You push a button on the wall to unleash a flush from the tank mounted up near the ceiling. However, the way it works is that the button is a plunger connected to the valve by a length of plastic tubing. You have to do more than simply press it — you have to push it in quickly to provide enough of an impulse to operate the valve.

Don't just press it gently — give it a sharp push!

Typical sink and mirror in the Students' and Travelers' Inn, in Athens.

And for those people who just can't get enough plumbing, or who otherwise want pictures of sinks and vanities (or the lack thereof), here is more from the Students' and Travelers' Inn!

Typical sink and mirror in the Students' and Travelers' Inn, in Athens.

Here is the shared bathroom at the Marble House hotel in Athens.

Bathroom at the Marble House hotel in Athens.

Below you can see the flush tank, mounted near the ceiling. You flush the toilet by pressing in the plunger extending from the bottom of the tank.

Toilet flush tank mounted near the ceiling.
Toilet at the Marble House hotel in Athens.

Here is the high flush tank and low toilet in a restaurant in Athens.

High-mounted flush tank in Athens.
Toilet and large toilet paper roll in Athens.

Many businesses in Greece use these large toilet paper rolls that dispense from the center. Sometimes there isn't much paper to take hold of, you're pinching at a tiny corner of paper.

Large toilet paper roll in Athens.
French designed hightech toilet in Athens, now retired and locked up.

Athens had a brief experimental run of the French-designed high-tech public toilets. It did not go well.

Here is the toilet and shower in a shared room at the Pella Inn in Athens.

Toilet in the Pella Inn in Athens.
Shower in the Pella Inn in Athens.

This is a handicap-accessible toilet on board a relatively new train running from Athens to the Kalambaka station at Meteora.

As the sign says:

ΜΗ ΡΙΧΝΕΤΕ ΧΑΡΤΙΑ ΣΤΗ ΛΕΚΑΝΗ

MI RIKHNETE KHARTIA STI LEKANI

DON'T THROW PAPERS IN THE TOILET

Toilet on board a Greek train from Athens to Kalambaka.
Toilet on board a Greek train from Athens to Kalambaka.
Lavatory on board a Greek train from Athens to Kalambaka.
Sign on board a Greek train from Athens to Kalambaka: Don't throw papers in the toilet.

This is a toilet on board Inter-City train number 54, the Αριστοτελης, the Aristotelis (or Aristotle), running from Athens to Thessaloniki. Greek passenger trains aren't painted in a camouflage or Pop Art scheme, but many are almost completely covered with graffiti.

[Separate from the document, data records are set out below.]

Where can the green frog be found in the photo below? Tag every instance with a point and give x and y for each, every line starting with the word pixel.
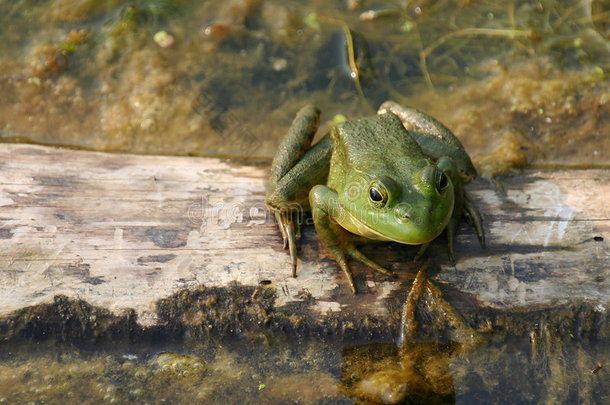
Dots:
pixel 397 176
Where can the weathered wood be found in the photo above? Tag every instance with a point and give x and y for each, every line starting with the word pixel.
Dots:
pixel 123 231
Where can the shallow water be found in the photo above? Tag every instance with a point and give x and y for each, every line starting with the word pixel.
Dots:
pixel 262 370
pixel 518 82
pixel 521 83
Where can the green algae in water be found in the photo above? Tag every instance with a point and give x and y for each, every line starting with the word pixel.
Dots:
pixel 309 372
pixel 84 354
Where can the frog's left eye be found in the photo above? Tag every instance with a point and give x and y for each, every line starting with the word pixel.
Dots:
pixel 378 195
pixel 442 181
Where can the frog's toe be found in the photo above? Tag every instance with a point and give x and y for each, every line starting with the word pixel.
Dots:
pixel 475 216
pixel 289 236
pixel 451 227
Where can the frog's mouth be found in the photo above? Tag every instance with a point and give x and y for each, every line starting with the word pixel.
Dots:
pixel 356 226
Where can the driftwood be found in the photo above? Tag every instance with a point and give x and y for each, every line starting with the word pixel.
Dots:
pixel 124 231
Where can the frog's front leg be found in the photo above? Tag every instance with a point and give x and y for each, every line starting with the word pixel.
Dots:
pixel 296 168
pixel 325 211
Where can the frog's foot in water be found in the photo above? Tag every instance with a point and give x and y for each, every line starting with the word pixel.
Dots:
pixel 337 240
pixel 424 289
pixel 474 216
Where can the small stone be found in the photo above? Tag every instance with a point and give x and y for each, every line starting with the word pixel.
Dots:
pixel 164 39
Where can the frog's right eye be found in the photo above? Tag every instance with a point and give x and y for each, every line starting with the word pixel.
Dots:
pixel 441 180
pixel 378 195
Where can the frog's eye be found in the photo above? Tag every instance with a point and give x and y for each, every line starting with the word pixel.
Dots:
pixel 441 180
pixel 378 195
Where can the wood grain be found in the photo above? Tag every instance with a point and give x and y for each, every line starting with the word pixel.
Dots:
pixel 123 231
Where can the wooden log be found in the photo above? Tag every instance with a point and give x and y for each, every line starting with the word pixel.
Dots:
pixel 124 231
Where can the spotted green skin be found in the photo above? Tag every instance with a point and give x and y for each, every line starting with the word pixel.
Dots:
pixel 397 176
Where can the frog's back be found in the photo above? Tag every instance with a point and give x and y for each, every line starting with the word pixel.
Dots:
pixel 377 143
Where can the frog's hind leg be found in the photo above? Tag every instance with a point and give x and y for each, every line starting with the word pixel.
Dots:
pixel 297 166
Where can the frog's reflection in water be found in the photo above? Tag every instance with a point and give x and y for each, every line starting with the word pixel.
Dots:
pixel 415 369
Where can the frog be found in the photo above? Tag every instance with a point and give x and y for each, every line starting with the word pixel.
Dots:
pixel 397 176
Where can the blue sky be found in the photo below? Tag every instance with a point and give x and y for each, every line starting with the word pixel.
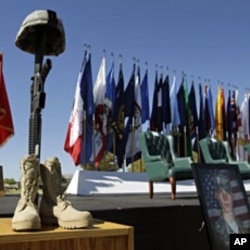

Destination placard on a passenger car of the Greek train IC 54, the Aristotelis (or Aristotle), from Athens to Thessaloniki.
Toilet on board Greek train IC 54, the Aristotelis (or Aristotle), from Athens to Thessaloniki.
Toilet on board Greek train IC 54, the Aristotelis (or Aristotle), from Athens to Thessaloniki.
Sink on board Greek train IC 54, the Aristotelis (or Aristotle), from Athens to Thessaloniki.
Sink on board Greek train IC 54, the Aristotelis (or Aristotle), from Athens to Thessaloniki.

This is the public toilet at the train station in Kalambaka, at Meteora, in northwestern Greece.

Squat toilet at the train station in Kalambaka, Greece.
Squat toilet at the train station in Kalambaka, Greece.
Squat toilet at the train station in Kalambaka, Greece.

The Sydney Inn in Kastraki, under the rock pillars of Meteora, has nice bathrooms like these.

Greek toilet in a small hotel at Meteora.
Greek sink and light fixture in a small hotel at Meteora.

They include a version of the standard sign:
Μη ρίχνετε χαρτιά στη λεκάνη

Greek toilet in a small hotel at Meteora.

Several people have asked me to include other bathroom fixtures, like sinks and vanities. Well, you'll have a sink, but you won't always have a fancy vanity (nor do you need it). Sometimes you don't even have tops on the light fixtures. That's another thing you don't really need.

Greek sink and light fixture in a small hotel at Meteora.

Meteora is a fantastic looking area in northwestern Greece. It has been a monastic center since the 11th century. Byzantine monks built monasteries on eroded rock pinnacles.

The monastery of Moni Varlaam was built in 1541. It was reputed to house the finger of Saint John and the shoulder blade of Saint Andrew.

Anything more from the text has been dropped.